Uitspraken
Zoekresultaat - inzien document
ECLI:NL:HR:2016:2933
- Instantie
- Hoge Raad
- Datum uitspraak
- 23-12-2016
- Datum publicatie
- 23-12-2016
- Zaaknummer
-
16/02178
- Formele relaties
-
In cassatie op : ECLI:NL:GHSHE:2016:1887
- Rechtsgebieden
-
Belastingrecht
- Bijzondere kenmerken
-
Cassatie
Artikel 80a RO-zaken
- Inhoudsindicatie
-
HR: art. 80a RO.
- Vindplaatsen
-
Rechtspraak.nl
V-N Vandaag 2017/33
FutD 2016-3156
- Verrijkte uitspraak
Uitspraak
23 december 2016
nr. 16/02178
Arrest
gewezen op het beroep in cassatie van [X] te [Z] (hierna: belanghebbende) tegen de uitspraak van het Gerechtshof ’s-Hertogenbosch van 13 mei 2016, nr. 15/00021, betreffende de aan belanghebbende voor het jaar 2013 opgelegde aanslag in de waterschapsheffingen.
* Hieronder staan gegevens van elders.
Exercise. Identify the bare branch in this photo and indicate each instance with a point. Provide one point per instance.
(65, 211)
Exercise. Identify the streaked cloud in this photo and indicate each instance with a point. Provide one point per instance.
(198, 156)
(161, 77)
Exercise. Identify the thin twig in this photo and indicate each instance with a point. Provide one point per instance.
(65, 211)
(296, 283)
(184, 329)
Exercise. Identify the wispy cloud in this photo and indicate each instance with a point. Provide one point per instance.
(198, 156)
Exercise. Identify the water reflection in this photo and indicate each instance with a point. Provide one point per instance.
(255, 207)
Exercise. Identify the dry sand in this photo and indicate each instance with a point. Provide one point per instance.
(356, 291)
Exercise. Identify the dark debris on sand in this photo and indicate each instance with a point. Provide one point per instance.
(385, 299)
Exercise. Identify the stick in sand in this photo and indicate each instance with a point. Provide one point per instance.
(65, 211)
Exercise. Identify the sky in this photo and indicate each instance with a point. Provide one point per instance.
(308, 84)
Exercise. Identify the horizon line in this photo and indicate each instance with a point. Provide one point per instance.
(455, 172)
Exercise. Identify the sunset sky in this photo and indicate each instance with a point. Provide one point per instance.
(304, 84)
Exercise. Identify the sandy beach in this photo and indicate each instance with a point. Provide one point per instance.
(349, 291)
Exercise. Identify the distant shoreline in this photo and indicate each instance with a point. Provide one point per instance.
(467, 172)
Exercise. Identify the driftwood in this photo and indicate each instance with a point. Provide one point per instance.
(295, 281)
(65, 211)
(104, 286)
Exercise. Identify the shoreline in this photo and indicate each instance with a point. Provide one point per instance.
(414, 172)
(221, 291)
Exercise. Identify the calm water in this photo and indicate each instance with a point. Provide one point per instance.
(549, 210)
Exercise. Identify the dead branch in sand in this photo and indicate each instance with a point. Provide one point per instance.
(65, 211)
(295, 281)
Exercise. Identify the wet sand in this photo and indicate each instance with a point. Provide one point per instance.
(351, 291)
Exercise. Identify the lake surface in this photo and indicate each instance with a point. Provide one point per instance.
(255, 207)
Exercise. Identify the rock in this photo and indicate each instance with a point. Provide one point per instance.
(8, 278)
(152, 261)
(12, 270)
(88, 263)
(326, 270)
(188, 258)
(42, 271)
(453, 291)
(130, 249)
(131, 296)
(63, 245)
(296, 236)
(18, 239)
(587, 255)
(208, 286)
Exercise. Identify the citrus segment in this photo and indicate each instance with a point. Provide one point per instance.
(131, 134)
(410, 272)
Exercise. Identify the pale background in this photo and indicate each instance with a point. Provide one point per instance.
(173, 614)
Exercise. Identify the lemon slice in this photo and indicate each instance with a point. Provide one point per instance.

1 Beoordeling van de ontvankelijkheid van het beroep in cassatie
De Hoge Raad is van oordeel dat de aangevoerde klachten geen behandeling in cassatie rechtvaardigen omdat de partij die het cassatieberoep heeft ingesteld klaarblijkelijk onvoldoende belang heeft bij het cassatieberoep dan wel omdat de klachten klaarblijkelijk niet tot cassatie kunnen leiden.
De Hoge Raad zal daarom – gezien artikel 80a van de Wet op de rechterlijke organisatie en gehoord de Procureur-Generaal – het beroep in cassatie niet‑ontvankelijk verklaren.
2 Beslissing
De Hoge Raad verklaart het beroep in cassatie niet‑ontvankelijk.
Dit arrest is gewezen door de raadsheer C. Schaap als voorzitter, en de raadsheren Th. Groeneveld en J. Wortel, in tegenwoordigheid van de waarnemend griffier F. Treuren, en in het openbaar uitgesproken op 23 december 2016.